Brooklyn’s Little Pakistan Suffers from Deportation Surge

August 14, 2005

Source: The Boston Globe

http://www.boston.com/news/nation/articles/2005/08/14/deportation_surge_leaves_void_in_brooklyns_little_pakistan/

On August 14, 2005 The Boston Globe reported, "Business in his modest grocery store in Brooklyn's Little Pakistan has gone down so much that Shafiq Ul Hassan has started stocking what he calls 'American foods' in a desperate attempt to attract different customers. Across from the baby goat meat and the pungent ingredients for curry powder, the immigrant shopkeeper has placed candy bars and loaves of white bread. 'You see how empty the store is.
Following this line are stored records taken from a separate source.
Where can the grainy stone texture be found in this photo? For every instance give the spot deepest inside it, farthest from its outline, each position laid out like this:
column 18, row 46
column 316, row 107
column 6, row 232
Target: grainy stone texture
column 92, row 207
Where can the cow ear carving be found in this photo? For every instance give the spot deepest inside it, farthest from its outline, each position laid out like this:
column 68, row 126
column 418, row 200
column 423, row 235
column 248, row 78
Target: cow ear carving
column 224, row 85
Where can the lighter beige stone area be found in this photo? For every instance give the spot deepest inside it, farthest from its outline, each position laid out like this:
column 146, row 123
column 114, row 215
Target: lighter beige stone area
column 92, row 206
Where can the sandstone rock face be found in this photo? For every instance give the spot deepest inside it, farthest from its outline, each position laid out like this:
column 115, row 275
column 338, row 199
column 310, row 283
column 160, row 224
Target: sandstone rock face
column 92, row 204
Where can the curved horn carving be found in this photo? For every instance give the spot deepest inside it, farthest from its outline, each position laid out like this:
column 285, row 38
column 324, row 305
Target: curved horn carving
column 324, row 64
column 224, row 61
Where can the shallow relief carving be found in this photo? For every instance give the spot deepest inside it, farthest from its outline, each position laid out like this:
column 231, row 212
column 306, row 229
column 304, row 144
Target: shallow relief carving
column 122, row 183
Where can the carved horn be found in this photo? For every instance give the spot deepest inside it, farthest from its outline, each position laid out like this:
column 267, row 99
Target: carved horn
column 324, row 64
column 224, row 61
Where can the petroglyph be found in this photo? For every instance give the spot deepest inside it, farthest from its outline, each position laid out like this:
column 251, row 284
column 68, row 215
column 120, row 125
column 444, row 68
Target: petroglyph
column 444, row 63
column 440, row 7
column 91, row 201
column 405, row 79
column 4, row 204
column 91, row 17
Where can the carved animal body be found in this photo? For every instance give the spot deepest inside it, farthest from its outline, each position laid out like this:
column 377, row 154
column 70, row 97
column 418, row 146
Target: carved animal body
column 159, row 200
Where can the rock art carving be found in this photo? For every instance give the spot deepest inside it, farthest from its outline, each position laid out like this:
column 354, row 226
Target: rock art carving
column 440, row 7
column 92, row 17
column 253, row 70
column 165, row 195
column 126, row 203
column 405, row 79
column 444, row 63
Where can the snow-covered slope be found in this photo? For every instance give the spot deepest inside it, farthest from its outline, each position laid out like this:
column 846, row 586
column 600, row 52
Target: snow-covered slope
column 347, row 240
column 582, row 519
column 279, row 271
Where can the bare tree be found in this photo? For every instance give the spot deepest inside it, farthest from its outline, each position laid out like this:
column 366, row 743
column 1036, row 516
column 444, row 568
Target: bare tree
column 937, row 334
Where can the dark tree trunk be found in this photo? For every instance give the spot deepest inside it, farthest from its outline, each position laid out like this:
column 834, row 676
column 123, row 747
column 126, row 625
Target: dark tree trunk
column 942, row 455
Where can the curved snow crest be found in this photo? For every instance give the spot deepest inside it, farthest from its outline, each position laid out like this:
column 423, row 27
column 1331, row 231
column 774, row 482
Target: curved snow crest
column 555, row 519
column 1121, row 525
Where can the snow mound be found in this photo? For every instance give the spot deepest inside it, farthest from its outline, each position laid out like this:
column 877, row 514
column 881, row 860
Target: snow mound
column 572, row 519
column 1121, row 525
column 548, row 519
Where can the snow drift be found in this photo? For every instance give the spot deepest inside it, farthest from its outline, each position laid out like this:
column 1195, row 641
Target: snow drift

This would normally be packed with Pakistani people,' Hassan said, sighing. 'A lot of people have left. Most have gone back home or another state. You just don't see people anymore.' Many of Hassan's Pakistani customers, and possibly 20 percent or more of the neighborhood's residents, have disappeared as a result of a crackdown on undocumented immigrants that the federal government has waged since the Sept. 11, 2001, attacks. Waves of new enforcement programs with names like Operation Community Shield, Operation Predator, and Operation Tarmac produced a record 161,676 deportations nationwide last year, a surge of 60 percent since 2000, and a similarly large increase also has occurred in New York City. Immigration specialists and residents of Little Pakistan, part of the Midwood section of Brooklyn, say the devastating impact the operations have had on this tiny swath of Brooklyn to some extent mirrors the effect on other Muslim or Arab communities across the nation. Although Pakistan is an ally of the United States, the Muslim country is also considered a hotbed of Islamic extremism, which has led FBI and immigration agents to knock on many doors in Brooklyn, looking for people it believes pose a potential threat to national security. Brooklyn has the largest concentration of Pakistanis in the country."